Public defence, Automation, Systems and Control Engineering, MSc Ogulcan Isitman

Title of the thesis: Control and Planning for Magnetic Robotic Manipulation Across Scales

Thesis defender: Ogulcan Isitman
Opponent: Prof. Sarthak Misra, University of Twente, The Netherlands
Custos: Prof. Quan Zhou, Aalto University School of Electrical Engineering

Magnetic robotic manipulation studies how magnetic fields can be used to move and control small objects without direct physical contact. This thesis focuses on developing control methods for magnetic manipulation across micro and meso scale biomedical systems, where the target may be fragile, very small, or located inside the human body. At the micro scale, magnetic fields can guide particles, cells, and microrobots for tasks such as targeted therapy, diagnostics, and micro assembly. At the meso scale, they can steer medical devices such as capsule endoscopes through anatomically constrained environments. The purpose of the study was to make magnetic manipulation more reliable, precise, and constraint aware despite nonlinear magnetic forces, strong coupling effects, and scale dependent physical challenges.

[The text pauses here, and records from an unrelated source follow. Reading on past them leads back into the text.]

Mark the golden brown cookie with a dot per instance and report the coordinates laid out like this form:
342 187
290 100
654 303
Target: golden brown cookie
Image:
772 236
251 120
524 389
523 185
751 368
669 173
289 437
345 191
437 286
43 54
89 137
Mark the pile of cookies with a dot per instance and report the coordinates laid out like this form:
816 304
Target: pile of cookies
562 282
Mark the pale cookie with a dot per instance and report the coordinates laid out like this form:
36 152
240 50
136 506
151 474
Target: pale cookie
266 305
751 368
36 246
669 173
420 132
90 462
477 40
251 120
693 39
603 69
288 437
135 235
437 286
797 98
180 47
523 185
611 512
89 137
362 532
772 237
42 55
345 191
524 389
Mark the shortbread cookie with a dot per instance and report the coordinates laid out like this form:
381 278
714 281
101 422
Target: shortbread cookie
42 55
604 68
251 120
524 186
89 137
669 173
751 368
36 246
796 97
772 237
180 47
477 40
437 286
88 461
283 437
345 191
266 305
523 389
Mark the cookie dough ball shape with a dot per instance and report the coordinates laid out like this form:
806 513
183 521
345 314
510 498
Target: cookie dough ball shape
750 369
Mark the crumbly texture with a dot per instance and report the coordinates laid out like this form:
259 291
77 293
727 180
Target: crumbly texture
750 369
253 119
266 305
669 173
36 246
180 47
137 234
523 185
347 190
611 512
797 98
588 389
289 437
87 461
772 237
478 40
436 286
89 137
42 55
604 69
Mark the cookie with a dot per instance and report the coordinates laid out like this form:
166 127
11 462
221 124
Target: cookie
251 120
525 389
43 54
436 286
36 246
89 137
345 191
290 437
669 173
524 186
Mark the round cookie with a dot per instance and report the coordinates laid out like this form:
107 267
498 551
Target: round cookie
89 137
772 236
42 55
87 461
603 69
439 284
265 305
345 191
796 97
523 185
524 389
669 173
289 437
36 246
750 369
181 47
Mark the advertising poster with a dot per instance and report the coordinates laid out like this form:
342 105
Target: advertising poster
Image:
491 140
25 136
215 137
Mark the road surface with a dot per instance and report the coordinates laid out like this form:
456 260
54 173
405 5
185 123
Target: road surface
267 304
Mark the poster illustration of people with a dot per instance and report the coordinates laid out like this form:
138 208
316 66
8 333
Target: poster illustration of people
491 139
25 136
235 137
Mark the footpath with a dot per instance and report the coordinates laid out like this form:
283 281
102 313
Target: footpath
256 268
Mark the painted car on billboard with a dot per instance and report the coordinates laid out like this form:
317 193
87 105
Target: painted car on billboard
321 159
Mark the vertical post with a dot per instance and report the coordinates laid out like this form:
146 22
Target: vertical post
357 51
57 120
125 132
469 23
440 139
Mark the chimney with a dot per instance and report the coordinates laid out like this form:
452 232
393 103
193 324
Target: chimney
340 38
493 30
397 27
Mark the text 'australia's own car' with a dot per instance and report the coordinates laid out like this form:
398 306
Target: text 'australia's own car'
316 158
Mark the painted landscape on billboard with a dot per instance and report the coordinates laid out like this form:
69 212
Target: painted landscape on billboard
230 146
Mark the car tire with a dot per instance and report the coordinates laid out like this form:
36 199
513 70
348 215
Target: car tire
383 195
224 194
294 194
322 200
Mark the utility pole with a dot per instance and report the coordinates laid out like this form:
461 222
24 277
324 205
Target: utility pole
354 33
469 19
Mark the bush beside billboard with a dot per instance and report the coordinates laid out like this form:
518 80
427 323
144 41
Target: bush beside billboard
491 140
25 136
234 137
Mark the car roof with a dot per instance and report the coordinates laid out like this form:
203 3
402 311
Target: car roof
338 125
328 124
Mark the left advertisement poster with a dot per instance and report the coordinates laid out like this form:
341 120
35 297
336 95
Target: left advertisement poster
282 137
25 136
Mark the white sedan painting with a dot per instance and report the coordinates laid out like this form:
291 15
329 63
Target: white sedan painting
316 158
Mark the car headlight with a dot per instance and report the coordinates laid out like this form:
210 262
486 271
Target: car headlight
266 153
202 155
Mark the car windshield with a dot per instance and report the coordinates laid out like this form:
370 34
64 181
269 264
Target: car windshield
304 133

The thesis shows that coordinated magnetic actuation can enable safe and precise manipulation of a single microparticle, that multiple nearby microparticles can be controlled simultaneously and independently using a data driven magnetic field model, and that magnetic capsules can be navigated safely using trajectory planning and feedback control under dynamic, actuator, and anatomical constraints. The main result is a coherent optimization based framework for constrained magnetic manipulation across scales. The research contributes new methods for coordinating multiple magnetic actuators, learning complex magnetic field interactions, and planning safe capsule motion. These results can support future biomedical robotic systems, including micromanipulation platforms, targeted therapy tools, and magnetic capsule endoscopy. Overall, the thesis demonstrates that combining modeling, optimization, learning, and feedback control can make magnetic robotic manipulation more scalable and suitable for complex practical environments.

Key words: magnetic manipulation, robotic micromanipulation, robotic control, trajectory planning

Thesis available for public display 7 days prior to the defence at Aalto University's public display page.